One of the things we at IT Glue wanted to accomplish with the production of our inaugural Global MSP Benchmark Report was to identify what a top-performing MSP looks like. There were certainly some surprises—such as the reality that size doesn’t matter—but a lot of what we found was fairly intuitive.
In this rapidly growing industry, there are around 20% of MSPs that are seeing both high growth (10%+ per annum) and high margins (20%+ net margin). We broke out this group, which we dubbed the Golden Quintile, and started examining what makes these MSPs so special. What are they doing differently from all the others?
One of the trends we identified was automation. A significant portion of top-performing MSPs are small shops, with four or fewer employees and recurring revenues below $1 million per annum. These are businesses that provide managed services, but also have to take care of all the sales, marketing, and administrative functions that any business must deal with.
Certainly, the sales and marketing functions play a key role in the revenue growth of these businesses. So how do they find the time to service their clients, crush tickets, and pound the phones to drum up new business?

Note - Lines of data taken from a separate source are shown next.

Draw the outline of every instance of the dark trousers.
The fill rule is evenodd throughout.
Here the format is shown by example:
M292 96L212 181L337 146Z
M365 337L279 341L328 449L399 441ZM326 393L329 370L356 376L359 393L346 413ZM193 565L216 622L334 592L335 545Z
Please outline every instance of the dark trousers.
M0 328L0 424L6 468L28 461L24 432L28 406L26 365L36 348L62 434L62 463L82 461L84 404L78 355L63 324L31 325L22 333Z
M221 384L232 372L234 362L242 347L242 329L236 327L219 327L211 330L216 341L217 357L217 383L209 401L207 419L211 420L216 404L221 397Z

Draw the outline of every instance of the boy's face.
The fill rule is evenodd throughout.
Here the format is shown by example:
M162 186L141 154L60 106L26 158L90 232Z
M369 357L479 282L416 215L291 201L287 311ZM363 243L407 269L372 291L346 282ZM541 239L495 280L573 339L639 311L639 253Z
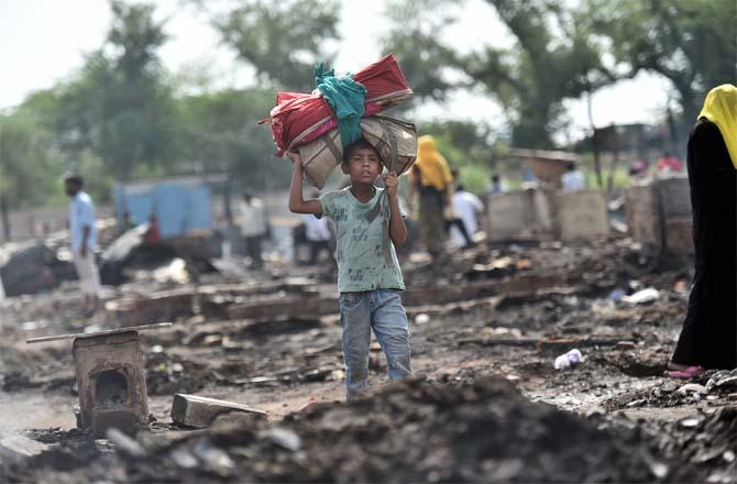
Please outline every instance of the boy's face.
M384 166L376 150L360 147L353 150L351 157L341 167L351 177L352 184L373 184Z

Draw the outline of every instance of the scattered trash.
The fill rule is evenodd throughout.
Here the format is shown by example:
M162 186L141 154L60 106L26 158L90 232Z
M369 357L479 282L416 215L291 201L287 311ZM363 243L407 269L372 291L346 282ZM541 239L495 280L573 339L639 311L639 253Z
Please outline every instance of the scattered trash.
M425 312L421 312L417 316L415 316L415 323L416 324L427 324L430 322L430 317L426 315Z
M565 370L565 369L572 369L581 361L583 360L583 355L581 354L581 351L573 349L569 351L565 354L561 354L556 359L556 363L553 366L556 370Z
M630 296L623 296L622 300L630 305L646 305L654 302L660 297L660 292L654 287L638 290Z
M174 463L182 469L195 469L199 465L195 454L184 446L174 449L170 457Z
M213 447L207 440L199 440L193 449L197 459L205 465L205 469L218 474L221 477L228 477L233 474L235 464L233 460L222 449Z
M138 440L128 437L116 428L108 429L106 437L123 455L129 458L142 458L146 454L146 451Z
M681 395L686 395L689 393L696 393L698 395L706 395L708 391L704 385L698 385L697 383L686 383L682 387L680 387L678 391Z
M619 302L626 295L627 293L625 293L624 289L614 289L612 293L609 293L607 299Z
M737 387L737 369L735 370L719 370L712 375L706 382L706 391L711 392L713 388L732 388Z
M701 419L700 418L694 418L694 417L684 418L683 420L679 421L679 425L681 427L686 428L686 429L692 429L694 427L698 427L698 424L701 424Z
M300 413L300 411L305 410L306 408L311 407L312 405L315 405L316 402L317 400L315 399L315 397L309 397L309 399L307 400L307 403L305 405L297 408L297 413Z
M685 280L676 280L675 284L673 285L673 290L675 290L679 294L685 294L688 293L688 288L685 285Z
M275 444L293 452L297 452L301 448L301 439L299 436L283 427L274 427L273 429L260 433L258 437L271 440Z

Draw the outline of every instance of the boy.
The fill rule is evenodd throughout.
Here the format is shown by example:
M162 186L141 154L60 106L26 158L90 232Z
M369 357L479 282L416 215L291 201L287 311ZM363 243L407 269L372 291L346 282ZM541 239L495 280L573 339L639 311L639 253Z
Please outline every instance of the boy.
M407 315L399 297L405 284L394 250L407 240L397 175L382 176L385 189L374 186L384 165L362 139L343 152L341 169L350 176L351 186L304 200L301 160L296 153L289 157L294 162L289 210L330 217L336 223L345 396L350 400L366 386L372 328L386 354L389 378L411 375Z

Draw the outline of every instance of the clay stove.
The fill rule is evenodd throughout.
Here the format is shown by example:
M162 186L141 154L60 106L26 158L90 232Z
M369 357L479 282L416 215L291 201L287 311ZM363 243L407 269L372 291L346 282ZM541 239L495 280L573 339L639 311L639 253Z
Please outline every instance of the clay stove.
M74 339L80 427L90 431L92 437L105 437L112 427L132 435L148 421L146 370L139 330L170 324L163 322L34 338L28 342Z
M73 346L81 426L134 433L147 424L146 372L138 331L76 338Z

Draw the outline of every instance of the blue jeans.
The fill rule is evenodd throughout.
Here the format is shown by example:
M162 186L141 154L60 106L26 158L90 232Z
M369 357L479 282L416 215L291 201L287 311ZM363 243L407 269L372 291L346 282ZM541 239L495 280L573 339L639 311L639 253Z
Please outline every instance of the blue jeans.
M403 380L413 374L409 328L399 290L341 293L340 320L343 326L346 399L366 387L372 328L386 354L389 378Z

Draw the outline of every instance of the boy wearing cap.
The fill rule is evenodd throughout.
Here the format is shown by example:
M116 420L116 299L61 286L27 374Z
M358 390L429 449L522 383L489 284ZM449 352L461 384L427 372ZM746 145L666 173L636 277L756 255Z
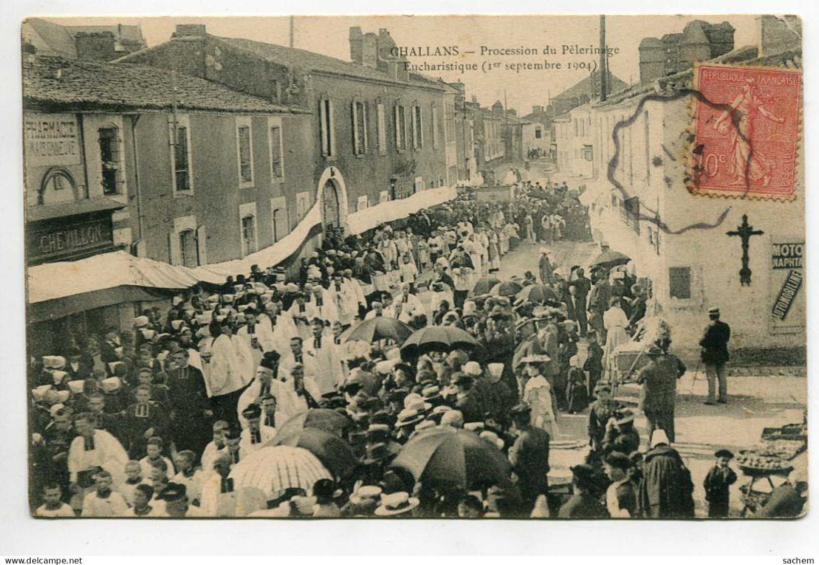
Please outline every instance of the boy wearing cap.
M147 441L165 432L168 417L159 405L151 401L151 386L139 385L133 390L136 402L125 410L123 417L124 435L129 454L139 459L147 453Z
M71 507L61 500L59 485L48 484L43 488L43 505L34 510L37 518L75 518Z
M512 409L511 416L512 432L517 438L509 449L509 457L518 476L518 487L527 516L537 497L548 492L550 437L544 430L532 425L532 409L528 405L518 405Z
M145 448L147 454L139 459L139 466L143 469L143 476L148 477L151 474L151 468L158 460L165 461L165 464L166 465L165 474L167 474L169 480L176 473L174 470L174 463L171 463L170 459L162 455L162 443L161 437L154 436L147 441Z
M730 487L736 482L736 473L728 466L734 454L728 450L720 450L714 454L714 458L716 463L703 482L705 499L708 501L708 518L728 518Z
M251 404L242 411L242 416L247 423L247 427L242 430L239 436L240 457L245 459L251 453L258 451L276 435L275 428L261 423L261 406Z
M731 326L719 319L719 308L708 309L711 320L705 327L703 338L699 340L702 348L700 359L705 364L705 374L708 379L708 400L705 404L713 405L717 402L724 405L727 401L728 381L725 374L725 364L728 362L728 341L731 339ZM717 394L717 382L719 382L719 397Z
M111 490L113 478L106 470L94 475L95 490L83 499L83 518L113 518L124 516L128 504L122 495Z
M631 459L612 451L603 459L606 477L612 481L606 490L606 508L613 518L633 518L637 510L637 486L631 481Z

The answer lies with the amount of automation that top-performing MSPs use. To speed up service delivery, and thus free up time for building their businesses, they rely on documentation.

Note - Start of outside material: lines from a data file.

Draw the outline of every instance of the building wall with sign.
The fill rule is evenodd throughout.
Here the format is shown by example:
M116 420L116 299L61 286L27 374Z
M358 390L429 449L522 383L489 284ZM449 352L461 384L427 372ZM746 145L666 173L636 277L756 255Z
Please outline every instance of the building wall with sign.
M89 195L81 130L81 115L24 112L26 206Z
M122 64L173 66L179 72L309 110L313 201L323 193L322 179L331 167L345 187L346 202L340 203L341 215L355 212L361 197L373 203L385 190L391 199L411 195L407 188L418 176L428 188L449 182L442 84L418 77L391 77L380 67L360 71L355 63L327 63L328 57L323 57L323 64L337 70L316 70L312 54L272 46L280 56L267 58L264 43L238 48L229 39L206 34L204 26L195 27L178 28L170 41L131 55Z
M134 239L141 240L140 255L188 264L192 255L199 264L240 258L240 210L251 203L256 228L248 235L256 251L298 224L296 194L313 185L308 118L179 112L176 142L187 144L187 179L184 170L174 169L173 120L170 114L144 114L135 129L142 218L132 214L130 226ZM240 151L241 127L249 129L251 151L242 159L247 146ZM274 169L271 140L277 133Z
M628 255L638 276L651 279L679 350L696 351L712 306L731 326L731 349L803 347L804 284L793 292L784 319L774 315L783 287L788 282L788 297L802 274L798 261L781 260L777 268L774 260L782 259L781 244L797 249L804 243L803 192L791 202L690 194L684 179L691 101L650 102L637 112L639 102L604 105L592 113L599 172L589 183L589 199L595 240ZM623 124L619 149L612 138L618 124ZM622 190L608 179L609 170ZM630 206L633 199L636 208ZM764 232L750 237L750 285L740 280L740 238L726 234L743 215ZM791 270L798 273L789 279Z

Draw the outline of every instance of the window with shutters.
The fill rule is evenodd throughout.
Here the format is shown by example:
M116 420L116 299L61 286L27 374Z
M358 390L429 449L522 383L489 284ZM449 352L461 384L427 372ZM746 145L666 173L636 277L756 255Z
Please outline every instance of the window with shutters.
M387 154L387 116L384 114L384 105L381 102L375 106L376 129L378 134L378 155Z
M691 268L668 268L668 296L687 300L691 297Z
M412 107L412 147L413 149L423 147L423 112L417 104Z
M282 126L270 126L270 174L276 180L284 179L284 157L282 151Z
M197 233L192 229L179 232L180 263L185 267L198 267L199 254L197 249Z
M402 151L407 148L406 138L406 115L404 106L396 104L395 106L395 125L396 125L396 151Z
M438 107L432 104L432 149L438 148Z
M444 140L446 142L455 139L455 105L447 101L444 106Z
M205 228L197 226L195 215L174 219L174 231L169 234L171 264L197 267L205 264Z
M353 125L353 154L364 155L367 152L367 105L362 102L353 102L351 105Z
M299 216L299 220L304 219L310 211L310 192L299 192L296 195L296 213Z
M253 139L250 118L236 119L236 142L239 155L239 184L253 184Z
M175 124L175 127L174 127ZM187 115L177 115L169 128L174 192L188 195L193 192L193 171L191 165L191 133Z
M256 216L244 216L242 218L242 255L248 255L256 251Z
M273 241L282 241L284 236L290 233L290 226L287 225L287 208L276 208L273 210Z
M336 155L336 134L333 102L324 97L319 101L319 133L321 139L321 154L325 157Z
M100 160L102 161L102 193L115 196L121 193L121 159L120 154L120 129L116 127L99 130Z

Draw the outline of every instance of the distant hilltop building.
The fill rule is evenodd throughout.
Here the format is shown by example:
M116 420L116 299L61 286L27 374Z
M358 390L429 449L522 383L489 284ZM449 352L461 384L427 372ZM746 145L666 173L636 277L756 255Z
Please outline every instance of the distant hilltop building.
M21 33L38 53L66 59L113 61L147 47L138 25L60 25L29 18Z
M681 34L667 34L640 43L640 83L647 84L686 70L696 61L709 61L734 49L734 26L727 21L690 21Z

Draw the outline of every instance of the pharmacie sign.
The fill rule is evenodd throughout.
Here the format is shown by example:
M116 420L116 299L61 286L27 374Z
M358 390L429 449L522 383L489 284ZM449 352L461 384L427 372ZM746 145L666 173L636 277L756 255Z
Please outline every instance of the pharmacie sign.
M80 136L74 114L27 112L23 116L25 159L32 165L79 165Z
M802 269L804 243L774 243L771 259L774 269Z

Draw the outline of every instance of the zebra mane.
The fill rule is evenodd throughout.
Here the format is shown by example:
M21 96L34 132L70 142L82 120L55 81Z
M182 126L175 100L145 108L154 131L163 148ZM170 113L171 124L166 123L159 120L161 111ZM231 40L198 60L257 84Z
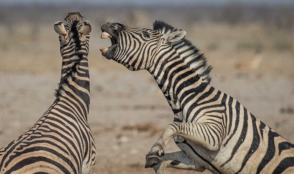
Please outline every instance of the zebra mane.
M156 20L153 23L153 29L162 34L178 31L164 22ZM209 83L211 78L209 73L212 68L207 64L206 58L199 50L190 41L184 38L181 40L171 43L171 46L183 58L184 62L201 76L203 80Z

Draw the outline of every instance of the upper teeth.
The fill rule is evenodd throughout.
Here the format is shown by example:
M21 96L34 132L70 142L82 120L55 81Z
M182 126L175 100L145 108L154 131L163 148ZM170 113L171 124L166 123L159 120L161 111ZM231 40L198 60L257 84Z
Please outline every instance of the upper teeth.
M102 34L101 34L101 38L106 38L106 37L112 37L112 36L111 35L105 32L103 32L102 33Z

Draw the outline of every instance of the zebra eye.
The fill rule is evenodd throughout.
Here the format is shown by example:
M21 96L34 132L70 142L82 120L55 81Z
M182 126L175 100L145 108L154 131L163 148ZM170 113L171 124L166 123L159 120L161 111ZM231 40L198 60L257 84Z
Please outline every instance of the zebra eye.
M150 38L150 35L149 33L147 31L144 31L143 32L143 35L144 35L144 37L146 38Z

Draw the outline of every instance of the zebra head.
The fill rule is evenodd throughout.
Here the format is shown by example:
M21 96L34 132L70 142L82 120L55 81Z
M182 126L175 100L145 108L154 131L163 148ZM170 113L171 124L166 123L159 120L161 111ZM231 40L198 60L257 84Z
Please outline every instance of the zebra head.
M61 21L58 21L54 24L54 30L59 34L60 42L60 52L63 57L69 51L67 48L73 45L85 47L86 55L88 54L88 41L91 28L88 21L83 23L83 16L79 12L69 13L64 20L67 23L64 25Z
M111 42L110 47L100 49L102 55L132 71L148 69L161 49L186 35L181 30L162 33L154 29L110 22L102 25L101 30L101 38L109 37Z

Documenting clients is no easy task, but they automate as much of this task as possible. Top-performers automate documentation through integrations with their PSA, RMM, and network monitoring tools. The upcoming integration between Auvik and IT Glue, for example, will further enable this type of automation.

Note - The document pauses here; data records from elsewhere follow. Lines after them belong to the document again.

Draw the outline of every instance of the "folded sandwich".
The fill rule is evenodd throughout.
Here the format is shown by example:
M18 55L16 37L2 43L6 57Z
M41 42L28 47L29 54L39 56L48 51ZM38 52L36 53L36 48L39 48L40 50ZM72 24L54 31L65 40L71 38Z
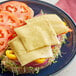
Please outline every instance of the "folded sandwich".
M28 51L48 45L60 44L55 31L52 27L49 27L46 21L29 25L15 29L18 37Z
M62 33L67 33L70 31L69 28L65 26L61 18L59 18L59 16L57 16L56 14L45 14L42 16L33 17L32 19L28 19L26 23L27 24L31 24L35 22L39 23L40 21L47 21L49 26L53 27L57 35Z
M56 14L34 17L26 22L26 25L15 29L17 37L8 43L17 59L10 59L6 53L2 60L8 70L13 69L20 74L38 72L50 65L59 56L66 33L71 32Z

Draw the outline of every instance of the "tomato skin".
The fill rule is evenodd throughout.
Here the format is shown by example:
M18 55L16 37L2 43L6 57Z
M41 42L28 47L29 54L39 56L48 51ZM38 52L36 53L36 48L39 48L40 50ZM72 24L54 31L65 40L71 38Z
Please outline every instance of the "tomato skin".
M1 11L0 12L0 24L5 24L9 26L11 29L19 26L20 21L15 15L7 12L7 11Z
M20 25L24 25L25 20L34 16L34 11L25 3L19 1L9 1L1 5L1 11L8 11L20 20Z

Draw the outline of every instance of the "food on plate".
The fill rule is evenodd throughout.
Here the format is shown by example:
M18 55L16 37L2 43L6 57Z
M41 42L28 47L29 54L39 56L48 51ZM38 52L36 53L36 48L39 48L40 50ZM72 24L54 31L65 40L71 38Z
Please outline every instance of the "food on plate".
M22 2L0 5L1 65L16 74L38 73L51 65L61 55L66 34L72 32L56 14L33 15Z
M25 20L34 15L34 11L27 4L18 1L9 1L1 4L0 11L8 11L14 14L20 20L20 25L24 25Z
M59 44L56 33L52 27L48 27L49 25L46 22L39 22L30 26L25 25L15 29L18 37L28 51L51 44Z
M56 14L45 14L42 16L37 16L32 19L28 19L26 23L27 24L35 23L39 22L40 20L47 21L49 26L53 27L57 35L72 31L71 29L69 29L64 25L64 22Z
M16 28L20 25L19 19L7 11L0 12L0 23L6 24L6 26L9 26L11 29Z

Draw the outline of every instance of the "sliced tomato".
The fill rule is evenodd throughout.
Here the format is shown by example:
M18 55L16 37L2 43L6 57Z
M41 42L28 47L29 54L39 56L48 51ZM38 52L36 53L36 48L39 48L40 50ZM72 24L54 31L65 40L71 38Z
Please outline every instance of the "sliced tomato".
M8 11L19 18L21 25L25 24L25 20L33 17L33 10L25 3L18 1L10 1L1 5L0 11Z
M7 33L8 40L11 40L17 36L16 32L9 26L7 26L7 24L0 23L0 27L5 30L5 33Z
M0 12L0 24L5 24L11 29L18 27L20 22L17 17L7 11Z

But it goes beyond just bringing information into a centralized data management application. The next step, one that has typically been adopted by the best-performing MSPs in the business, is to leverage documentation and automation to enhance business processes. We call this documentation maturity, and it reflects a company with a high level of operational sophistication.
A good example of this might be setting up workflow triggers so that certain events trigger actions for your team. If your network monitoring system detects an issue, you receive a text immediately to alert you to the issue. The same principle can be applied to other events, too, such as a change in the status of a process document or a password.
A checklist can then be created and referenced that will illustrate how to perform a task. With a workflow trigger to say, “This needs to be done” and a checklist to say, “Here’s how to do it,” you now have a much higher level of process automation. Your team thinks less and does more, making their use of time more efficient. They can use their brains for problem-solving instead of memorization.
All told, there’s a lot of opportunity for MSPs to automate business processes. Best-in-class MSPs consider automation one of their top priorities, and this automation involves more than just information flows. By automating processes, best-in-class MSPs do more in less time, with less hassle, and that’s what leads to high margins and more time for growing the business.